Os mais críticos afirmam que não há candidatos realmente independentes, tendo em vista que até os apresentados pelo Poder Judiciário foram, depois, escolhidos pelo Senado, já que os comitês avaliadores não puderam fazer seu trabalho adequadamente, segundo denúncia da juíza María Emilia Molina, presidente da Associação Mexicana de Juízas, que fez parte de um deles. Em sua opinião, votar é legitimar a destruição de um dos três poderes do Estado e acabar com uma Justiça imparcial.
Que assuntos estão em jogo para os mexicanos nestas eleições?
Há muitos assuntos em jogo, mas, nas palavras de Alcocer, a especialista em processos eleitorais, está faltando uma “pedagogia da Justiça”. E nem todos têm consciência disso.
Serão escolhidos juízes que precisarão decidir, por exemplo, sobre a custódia de filhos, testamentos, feminicídios, violência doméstica, demissões improcedentes, abusos de autoridade e discriminação contra indígenas.
Mais exemplos: sentenças judiciais exigiram a divulgação de informações públicas ocultadas pelas autoridades, assim como também permitiram que menores de idade pudessem ser vacinados contra a covid-19.
Saiba mais
Além disso, serão escolhidos os membros de dois tribunais de alta repercussão:
- Todos os nove membros da Suprema Corte de Justiça, a última instância na qual qualquer cidadão pode chegar se um de seus direitos tiver sido violado. Esse tribunal já julgou temas de alta importância, como a descriminalização do aborto e o direito a um meio ambiente saudável, além de veredictos que haviam condenado pessoas inocentes.

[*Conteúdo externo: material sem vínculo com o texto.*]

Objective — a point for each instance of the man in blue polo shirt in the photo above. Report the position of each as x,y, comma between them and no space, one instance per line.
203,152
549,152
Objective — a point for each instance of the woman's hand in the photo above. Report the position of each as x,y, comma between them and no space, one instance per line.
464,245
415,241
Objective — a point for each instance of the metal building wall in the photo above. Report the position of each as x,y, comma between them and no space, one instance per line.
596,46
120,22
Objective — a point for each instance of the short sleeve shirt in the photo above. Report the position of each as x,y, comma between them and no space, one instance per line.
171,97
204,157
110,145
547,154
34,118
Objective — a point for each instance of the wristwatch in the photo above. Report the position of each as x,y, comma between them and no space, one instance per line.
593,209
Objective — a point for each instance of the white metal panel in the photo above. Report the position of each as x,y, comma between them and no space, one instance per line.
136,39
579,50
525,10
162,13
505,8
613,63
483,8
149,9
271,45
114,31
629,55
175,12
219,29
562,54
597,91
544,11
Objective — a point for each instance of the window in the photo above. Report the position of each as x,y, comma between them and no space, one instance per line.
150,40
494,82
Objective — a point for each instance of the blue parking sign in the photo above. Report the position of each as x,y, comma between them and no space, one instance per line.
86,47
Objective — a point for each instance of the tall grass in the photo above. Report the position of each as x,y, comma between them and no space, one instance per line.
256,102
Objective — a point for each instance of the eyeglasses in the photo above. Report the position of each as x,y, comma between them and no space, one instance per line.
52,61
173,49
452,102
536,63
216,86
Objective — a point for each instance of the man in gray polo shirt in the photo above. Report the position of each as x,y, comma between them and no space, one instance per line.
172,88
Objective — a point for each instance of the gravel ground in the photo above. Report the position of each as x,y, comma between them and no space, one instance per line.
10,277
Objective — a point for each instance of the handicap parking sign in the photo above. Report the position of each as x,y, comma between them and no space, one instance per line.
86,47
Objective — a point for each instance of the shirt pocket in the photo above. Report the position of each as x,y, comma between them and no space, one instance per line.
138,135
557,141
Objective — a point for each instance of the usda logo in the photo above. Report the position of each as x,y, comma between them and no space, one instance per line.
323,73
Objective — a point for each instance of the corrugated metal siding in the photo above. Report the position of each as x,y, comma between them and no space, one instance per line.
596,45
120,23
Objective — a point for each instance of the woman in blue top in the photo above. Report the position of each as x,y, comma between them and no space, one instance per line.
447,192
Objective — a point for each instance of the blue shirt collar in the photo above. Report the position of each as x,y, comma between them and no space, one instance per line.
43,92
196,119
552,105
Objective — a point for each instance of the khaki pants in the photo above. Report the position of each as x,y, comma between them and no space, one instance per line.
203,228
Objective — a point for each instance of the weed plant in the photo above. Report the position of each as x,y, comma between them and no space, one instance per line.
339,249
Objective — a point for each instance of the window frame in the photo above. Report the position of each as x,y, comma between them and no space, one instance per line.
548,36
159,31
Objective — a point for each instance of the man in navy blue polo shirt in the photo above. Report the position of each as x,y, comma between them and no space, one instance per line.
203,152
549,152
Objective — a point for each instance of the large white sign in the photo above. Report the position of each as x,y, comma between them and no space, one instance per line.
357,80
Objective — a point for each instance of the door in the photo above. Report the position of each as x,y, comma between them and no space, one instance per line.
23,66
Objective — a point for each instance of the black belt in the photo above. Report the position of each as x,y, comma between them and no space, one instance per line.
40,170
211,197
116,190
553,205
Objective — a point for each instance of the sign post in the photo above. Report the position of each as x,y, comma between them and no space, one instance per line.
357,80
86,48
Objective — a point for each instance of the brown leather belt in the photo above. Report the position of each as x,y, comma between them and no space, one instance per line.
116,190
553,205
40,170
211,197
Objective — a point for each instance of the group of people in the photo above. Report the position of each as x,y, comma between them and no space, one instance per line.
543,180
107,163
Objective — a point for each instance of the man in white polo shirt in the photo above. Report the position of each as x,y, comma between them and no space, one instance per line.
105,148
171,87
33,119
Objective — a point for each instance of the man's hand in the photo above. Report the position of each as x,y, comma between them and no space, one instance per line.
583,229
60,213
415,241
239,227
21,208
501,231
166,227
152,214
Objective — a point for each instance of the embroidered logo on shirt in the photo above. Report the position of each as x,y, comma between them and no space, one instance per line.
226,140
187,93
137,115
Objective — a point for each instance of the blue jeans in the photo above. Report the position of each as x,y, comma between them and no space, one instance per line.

No entanto, Rafael Estrada Michel, professor de direito de várias universidades mexicanas adverte que agora haverá limitações ao poder do tribunal para tomar decisões que se estendam além da pessoa diretamente protegida e tenham efeitos gerais
- Alguns dos integrantes do tribunal eleitoral federal, que decidirá sobre futuras eleições.
Estas eleições afetam a economia mexicana?
Sim. Porque geram incerteza em meio a um ambiente já imprevisível e complicado, desencadeado pelas decisões do novo governo de Donald Trump. Mas vai além disso:
- Implicam um gasto de mais de US$ 17 milhões (segundo dados oficiais), uma quantia muito alta “em um país com um pé na recessão”, alerta Alcocer, que denuncia a impressão de cédulas mesmo em locais onde há candidatos únicos.
- EUA e Canadá — principais parceiros do México — advertiram que politizar a Justiça poderia violar tratados regionais e aumentar a insegurança jurídica, o que impactaria os investimentos. Um exemplo: o peso mexicano desvalorizou-se quando a reforma judicial foi aprovada.
A Justiça melhorará e haverá menos corrupção?
É difícil saber. O governo diz que sim, mas analistas e juízes duvidam. Estes são os motivos:
- Mais de 90% dos crimes cometidos nunca chegam aos tribunais, então todos os acadêmicos e especialistas concordam que o essencial para combater a impunidade é capacitar, limpar e fortalecer o passo anterior: as procuradorias e as polícias.
- No domingo, serão eleitos os cinco membros do novo Tribunal Disciplinar, o que poderia significar contar com um instrumento melhor para punir irregularidades judiciais, já que o procedimento atual é muito complexo. No entanto, há o temor de que esse tribunal tenha um poder grande demais e possa ser politizado. Segundo o acadêmico Estrada Michel, o tribunal poderia punir juízes por uma prática comum no direito, a de “interpretar” as leis.
Juízes são eleitos em outros países?
Em nenhum país do mundo todos os juízes são escolhidos por votação, como será feito no México (uma parte na eleição de domingo e os demais em 2027).
Nos EUA, alguns juízes locais são eleitos por votação, e o sistema funciona sem grandes problemas. Na Bolívia, há vários anos, alguns dos juízes são eleitos, mas em várias eleições os votos nulos e em branco superaram os válidos.